Young men know nothing of this sort,
Observant old men know it well;
And when they know what old books tell
And that no better can be had,
Know why an old man should be mad.

W.B Yeats

and you wonder if all these hopes you have for yourself will ever be achieved. yes, what happens to those who know all of dante?

in the end, no matter how much i claim not to believe in fate, i think deep down i must believe it. maybe it's my natural disposition, but i think sometimes that's the reason why people think i am cold/cool in certain situations, why i don't react more etc... i think sometimes that is what frustrates people most about me. i just have never had this feeling where i could control the world, and sometimes i take it too much as a given.

at the end of the term, i hope to go to italy. one of the stops will be venice, which used to be famous for the rialto and... jewish moneylenders. even in the 17th century they needed debt.

1 comment:

Anonymous said...

Interestingly, the place to learn about Jews is Prague. I spend an entire day at the jewish quarters.

The jews were forced into money lending because it is a sin for anyone else (catholics or christains)to do so. Furthermore, the government backed these debts with the full faith of the government to attract them into money lending.

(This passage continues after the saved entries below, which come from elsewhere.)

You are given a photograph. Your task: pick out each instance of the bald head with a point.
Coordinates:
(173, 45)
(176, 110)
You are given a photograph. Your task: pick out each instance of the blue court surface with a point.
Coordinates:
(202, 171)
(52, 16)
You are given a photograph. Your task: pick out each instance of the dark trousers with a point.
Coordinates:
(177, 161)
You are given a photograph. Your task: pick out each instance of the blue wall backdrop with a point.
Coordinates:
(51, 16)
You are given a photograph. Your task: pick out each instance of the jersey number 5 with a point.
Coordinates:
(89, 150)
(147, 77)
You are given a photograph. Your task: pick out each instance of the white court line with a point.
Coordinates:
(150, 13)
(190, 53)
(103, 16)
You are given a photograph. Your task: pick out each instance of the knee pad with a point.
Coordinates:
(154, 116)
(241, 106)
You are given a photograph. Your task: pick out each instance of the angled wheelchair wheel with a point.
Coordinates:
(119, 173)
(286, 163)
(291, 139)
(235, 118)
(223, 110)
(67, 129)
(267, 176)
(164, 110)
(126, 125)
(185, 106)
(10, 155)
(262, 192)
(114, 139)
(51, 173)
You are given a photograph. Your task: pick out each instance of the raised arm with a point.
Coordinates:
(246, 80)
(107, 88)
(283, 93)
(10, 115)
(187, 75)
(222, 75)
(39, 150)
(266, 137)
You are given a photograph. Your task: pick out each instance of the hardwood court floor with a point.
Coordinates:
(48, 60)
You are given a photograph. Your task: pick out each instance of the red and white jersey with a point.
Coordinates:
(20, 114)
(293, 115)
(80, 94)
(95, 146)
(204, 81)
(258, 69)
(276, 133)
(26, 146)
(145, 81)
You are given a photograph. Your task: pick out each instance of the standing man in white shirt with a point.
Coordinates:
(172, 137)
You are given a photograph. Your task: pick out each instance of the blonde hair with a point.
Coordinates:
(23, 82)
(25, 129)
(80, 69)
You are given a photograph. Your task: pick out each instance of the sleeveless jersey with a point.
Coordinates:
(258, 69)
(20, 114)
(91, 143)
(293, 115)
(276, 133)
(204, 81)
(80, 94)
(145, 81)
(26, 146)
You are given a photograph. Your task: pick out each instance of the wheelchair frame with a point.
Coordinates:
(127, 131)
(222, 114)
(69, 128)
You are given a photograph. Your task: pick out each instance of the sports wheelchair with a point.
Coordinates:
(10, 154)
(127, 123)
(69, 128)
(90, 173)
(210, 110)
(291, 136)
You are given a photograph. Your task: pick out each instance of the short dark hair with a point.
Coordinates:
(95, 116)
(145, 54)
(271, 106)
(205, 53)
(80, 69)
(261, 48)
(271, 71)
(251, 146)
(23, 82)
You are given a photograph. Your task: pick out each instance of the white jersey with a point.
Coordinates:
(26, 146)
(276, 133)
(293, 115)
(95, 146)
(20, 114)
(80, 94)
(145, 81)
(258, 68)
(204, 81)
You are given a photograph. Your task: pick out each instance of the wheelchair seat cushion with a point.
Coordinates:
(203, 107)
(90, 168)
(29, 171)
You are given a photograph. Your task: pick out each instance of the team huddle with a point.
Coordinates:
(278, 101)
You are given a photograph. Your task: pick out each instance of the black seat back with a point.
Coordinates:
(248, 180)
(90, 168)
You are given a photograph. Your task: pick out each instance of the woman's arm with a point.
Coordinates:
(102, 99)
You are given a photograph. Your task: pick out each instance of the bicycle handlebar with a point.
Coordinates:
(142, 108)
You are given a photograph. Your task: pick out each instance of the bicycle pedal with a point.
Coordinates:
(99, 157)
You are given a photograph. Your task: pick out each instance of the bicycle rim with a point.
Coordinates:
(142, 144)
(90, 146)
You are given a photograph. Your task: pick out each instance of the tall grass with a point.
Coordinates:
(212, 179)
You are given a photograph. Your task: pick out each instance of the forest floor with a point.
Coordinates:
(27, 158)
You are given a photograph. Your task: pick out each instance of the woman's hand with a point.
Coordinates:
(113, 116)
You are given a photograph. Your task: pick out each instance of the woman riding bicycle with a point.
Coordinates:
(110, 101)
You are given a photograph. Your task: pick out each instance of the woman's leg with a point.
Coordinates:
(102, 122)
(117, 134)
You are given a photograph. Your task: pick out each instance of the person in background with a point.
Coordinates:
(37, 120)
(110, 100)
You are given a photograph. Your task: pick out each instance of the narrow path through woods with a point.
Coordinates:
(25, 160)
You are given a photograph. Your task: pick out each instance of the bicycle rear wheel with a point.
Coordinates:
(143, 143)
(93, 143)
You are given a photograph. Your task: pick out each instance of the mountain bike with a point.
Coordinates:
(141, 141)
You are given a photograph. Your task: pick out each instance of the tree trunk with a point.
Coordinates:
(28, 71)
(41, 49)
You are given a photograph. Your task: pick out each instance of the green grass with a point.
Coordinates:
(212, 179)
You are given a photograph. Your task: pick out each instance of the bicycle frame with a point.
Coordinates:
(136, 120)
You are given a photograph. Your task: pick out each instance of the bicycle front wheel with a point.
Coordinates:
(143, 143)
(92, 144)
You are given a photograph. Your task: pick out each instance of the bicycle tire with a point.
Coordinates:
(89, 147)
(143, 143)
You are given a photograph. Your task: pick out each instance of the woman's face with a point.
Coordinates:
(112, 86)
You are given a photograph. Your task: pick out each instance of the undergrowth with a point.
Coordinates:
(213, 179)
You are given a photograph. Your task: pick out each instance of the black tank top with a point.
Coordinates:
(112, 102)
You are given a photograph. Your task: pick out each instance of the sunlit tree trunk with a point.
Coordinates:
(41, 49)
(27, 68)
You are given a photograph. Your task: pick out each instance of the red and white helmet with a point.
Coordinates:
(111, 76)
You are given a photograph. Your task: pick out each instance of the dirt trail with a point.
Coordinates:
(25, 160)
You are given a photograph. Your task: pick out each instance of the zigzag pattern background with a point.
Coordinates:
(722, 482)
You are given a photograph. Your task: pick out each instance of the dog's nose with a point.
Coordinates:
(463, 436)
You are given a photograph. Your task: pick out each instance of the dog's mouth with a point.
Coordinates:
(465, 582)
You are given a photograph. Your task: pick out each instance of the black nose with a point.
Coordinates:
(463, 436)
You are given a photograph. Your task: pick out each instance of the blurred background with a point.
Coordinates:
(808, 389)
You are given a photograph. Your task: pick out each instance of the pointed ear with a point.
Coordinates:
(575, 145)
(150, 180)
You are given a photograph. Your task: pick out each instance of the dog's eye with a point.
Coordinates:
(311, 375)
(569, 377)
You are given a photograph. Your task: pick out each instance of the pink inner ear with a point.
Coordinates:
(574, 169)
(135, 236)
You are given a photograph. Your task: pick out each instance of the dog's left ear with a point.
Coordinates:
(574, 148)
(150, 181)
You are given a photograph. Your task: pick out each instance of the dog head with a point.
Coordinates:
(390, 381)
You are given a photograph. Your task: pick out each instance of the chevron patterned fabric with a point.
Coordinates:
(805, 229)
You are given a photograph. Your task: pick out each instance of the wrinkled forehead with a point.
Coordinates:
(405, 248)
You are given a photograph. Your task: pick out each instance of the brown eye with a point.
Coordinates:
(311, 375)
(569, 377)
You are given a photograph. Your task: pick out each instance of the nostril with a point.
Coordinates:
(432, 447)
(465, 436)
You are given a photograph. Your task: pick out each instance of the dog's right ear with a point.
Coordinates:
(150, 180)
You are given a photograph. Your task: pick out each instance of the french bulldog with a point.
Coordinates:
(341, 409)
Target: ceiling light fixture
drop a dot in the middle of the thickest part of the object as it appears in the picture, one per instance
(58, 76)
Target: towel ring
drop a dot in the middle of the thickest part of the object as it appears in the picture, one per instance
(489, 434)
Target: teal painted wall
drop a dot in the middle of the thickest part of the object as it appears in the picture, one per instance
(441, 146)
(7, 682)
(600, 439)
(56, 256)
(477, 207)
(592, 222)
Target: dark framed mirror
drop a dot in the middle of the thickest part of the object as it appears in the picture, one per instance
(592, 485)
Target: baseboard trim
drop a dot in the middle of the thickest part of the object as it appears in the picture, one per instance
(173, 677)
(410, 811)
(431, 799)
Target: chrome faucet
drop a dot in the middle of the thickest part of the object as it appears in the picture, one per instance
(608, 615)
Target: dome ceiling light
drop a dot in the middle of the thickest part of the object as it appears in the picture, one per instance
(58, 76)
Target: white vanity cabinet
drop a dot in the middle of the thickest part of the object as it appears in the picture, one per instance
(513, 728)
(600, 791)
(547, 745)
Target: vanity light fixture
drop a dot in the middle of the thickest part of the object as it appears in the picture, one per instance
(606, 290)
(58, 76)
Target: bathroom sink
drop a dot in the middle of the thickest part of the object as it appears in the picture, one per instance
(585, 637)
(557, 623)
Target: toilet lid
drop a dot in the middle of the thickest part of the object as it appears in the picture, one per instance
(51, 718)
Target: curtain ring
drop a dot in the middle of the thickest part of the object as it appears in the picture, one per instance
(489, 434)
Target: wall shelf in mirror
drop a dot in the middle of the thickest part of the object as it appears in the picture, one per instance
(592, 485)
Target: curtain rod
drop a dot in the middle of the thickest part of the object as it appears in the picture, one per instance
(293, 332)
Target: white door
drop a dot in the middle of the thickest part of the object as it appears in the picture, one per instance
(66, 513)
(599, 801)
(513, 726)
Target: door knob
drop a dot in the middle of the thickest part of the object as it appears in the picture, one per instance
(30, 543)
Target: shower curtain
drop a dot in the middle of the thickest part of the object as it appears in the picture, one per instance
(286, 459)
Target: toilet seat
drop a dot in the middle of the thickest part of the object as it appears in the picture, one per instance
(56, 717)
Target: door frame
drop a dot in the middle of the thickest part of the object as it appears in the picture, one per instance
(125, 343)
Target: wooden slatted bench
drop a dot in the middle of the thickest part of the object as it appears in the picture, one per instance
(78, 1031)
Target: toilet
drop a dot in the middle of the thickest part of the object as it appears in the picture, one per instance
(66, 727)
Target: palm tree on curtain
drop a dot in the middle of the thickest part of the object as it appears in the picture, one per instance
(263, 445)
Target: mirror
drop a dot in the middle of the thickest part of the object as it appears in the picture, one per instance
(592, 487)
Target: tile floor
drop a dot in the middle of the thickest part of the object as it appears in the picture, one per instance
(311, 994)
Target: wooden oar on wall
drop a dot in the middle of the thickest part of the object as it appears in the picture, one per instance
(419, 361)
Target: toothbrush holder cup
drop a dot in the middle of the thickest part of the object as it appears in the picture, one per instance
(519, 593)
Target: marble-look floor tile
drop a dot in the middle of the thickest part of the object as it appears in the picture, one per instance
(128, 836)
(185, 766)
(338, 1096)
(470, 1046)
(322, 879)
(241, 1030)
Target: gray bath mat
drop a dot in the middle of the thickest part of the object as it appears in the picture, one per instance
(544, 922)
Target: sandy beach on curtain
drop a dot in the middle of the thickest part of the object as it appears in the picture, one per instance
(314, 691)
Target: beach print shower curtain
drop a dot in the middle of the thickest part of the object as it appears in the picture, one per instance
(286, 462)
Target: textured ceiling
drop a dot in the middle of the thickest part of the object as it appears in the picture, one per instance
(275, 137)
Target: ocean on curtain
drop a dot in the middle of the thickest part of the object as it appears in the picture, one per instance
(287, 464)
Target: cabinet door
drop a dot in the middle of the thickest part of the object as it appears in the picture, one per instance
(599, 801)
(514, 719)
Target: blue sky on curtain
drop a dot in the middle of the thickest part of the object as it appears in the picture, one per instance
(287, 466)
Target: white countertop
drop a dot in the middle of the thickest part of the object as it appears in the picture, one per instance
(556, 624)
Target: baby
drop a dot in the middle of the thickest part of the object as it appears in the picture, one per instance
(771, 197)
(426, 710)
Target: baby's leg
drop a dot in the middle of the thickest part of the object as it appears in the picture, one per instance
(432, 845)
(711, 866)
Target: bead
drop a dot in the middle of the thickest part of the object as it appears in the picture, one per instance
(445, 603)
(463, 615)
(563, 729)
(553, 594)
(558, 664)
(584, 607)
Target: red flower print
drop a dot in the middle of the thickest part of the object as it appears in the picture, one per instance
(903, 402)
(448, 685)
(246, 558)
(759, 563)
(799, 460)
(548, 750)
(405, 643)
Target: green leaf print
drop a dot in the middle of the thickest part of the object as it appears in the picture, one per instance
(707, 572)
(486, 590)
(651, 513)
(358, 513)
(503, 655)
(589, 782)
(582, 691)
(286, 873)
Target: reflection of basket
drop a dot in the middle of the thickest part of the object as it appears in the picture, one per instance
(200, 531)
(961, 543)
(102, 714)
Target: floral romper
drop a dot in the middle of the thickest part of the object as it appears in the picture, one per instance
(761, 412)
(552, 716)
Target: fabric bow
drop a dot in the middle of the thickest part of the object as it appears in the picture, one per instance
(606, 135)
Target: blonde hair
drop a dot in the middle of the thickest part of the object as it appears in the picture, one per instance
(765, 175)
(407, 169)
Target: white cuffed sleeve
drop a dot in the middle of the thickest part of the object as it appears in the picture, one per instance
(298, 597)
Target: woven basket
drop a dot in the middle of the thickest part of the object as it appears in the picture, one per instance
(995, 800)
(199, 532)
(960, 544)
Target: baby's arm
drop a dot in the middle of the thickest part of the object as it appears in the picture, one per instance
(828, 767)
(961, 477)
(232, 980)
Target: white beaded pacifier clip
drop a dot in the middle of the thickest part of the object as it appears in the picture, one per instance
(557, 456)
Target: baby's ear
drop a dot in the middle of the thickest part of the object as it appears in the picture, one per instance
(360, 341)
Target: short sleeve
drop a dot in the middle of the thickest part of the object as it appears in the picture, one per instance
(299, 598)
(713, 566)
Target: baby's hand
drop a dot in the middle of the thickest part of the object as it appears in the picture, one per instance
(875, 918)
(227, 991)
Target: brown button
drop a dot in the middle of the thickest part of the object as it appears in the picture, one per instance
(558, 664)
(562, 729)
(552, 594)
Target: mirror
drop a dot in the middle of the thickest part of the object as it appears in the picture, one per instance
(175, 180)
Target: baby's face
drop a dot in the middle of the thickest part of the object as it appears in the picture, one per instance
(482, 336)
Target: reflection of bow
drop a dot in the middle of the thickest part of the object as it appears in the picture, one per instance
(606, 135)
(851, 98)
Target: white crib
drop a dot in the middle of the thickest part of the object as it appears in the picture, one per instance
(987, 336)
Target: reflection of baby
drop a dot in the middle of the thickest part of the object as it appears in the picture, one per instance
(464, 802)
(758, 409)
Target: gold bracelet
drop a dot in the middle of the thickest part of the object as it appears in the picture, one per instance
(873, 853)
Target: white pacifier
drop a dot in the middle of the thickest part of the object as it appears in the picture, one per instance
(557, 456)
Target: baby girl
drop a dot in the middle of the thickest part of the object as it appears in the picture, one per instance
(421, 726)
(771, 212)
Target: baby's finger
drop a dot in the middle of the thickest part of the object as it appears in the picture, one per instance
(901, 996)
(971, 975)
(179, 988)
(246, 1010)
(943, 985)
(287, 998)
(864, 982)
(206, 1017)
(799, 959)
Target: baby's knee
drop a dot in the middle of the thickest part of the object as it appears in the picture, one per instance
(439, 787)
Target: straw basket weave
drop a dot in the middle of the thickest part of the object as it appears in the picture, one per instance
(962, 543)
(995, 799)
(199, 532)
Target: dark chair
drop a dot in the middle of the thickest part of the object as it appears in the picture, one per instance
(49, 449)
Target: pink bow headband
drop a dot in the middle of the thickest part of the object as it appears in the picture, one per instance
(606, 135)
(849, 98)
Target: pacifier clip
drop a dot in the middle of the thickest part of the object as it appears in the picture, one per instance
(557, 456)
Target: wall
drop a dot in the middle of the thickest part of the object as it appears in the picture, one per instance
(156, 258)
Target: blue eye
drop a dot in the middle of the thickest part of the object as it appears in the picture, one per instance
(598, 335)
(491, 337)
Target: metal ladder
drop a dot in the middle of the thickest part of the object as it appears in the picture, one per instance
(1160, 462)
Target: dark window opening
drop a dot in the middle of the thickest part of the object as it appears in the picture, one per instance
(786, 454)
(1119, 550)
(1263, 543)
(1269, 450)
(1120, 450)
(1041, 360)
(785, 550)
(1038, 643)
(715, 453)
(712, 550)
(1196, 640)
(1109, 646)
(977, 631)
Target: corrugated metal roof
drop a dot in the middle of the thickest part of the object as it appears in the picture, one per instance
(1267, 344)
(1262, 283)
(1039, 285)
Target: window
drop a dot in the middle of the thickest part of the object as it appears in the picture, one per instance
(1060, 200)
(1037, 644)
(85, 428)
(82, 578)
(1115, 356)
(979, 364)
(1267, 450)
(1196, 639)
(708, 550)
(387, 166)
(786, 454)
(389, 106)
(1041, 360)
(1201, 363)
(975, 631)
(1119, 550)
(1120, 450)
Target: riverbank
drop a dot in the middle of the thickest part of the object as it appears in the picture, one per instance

Of course, money lending was unpleasant because people generally hated them when they cannot pay up their interest or principal. Being outcast of society, the government frequently wiped off all debts whenever times are bad and the Jews have to accept this. (I wonder what happened to the 'full faith of the government' guarantee... I guess political concerns are more important.)

Therefore, the Jews loan at very 'high' interest rates and are frugal because they never know when the government will declare their debts as unclaimable.

I guess it is just their fate that money lending happens to be extremely profitable and they became wealthy. It also lead to their downfall because people became jealous and did all sorts of things to them. =P

I'm just sharing what I learnt from the displays in the jewish quarters. hope you find it interesting.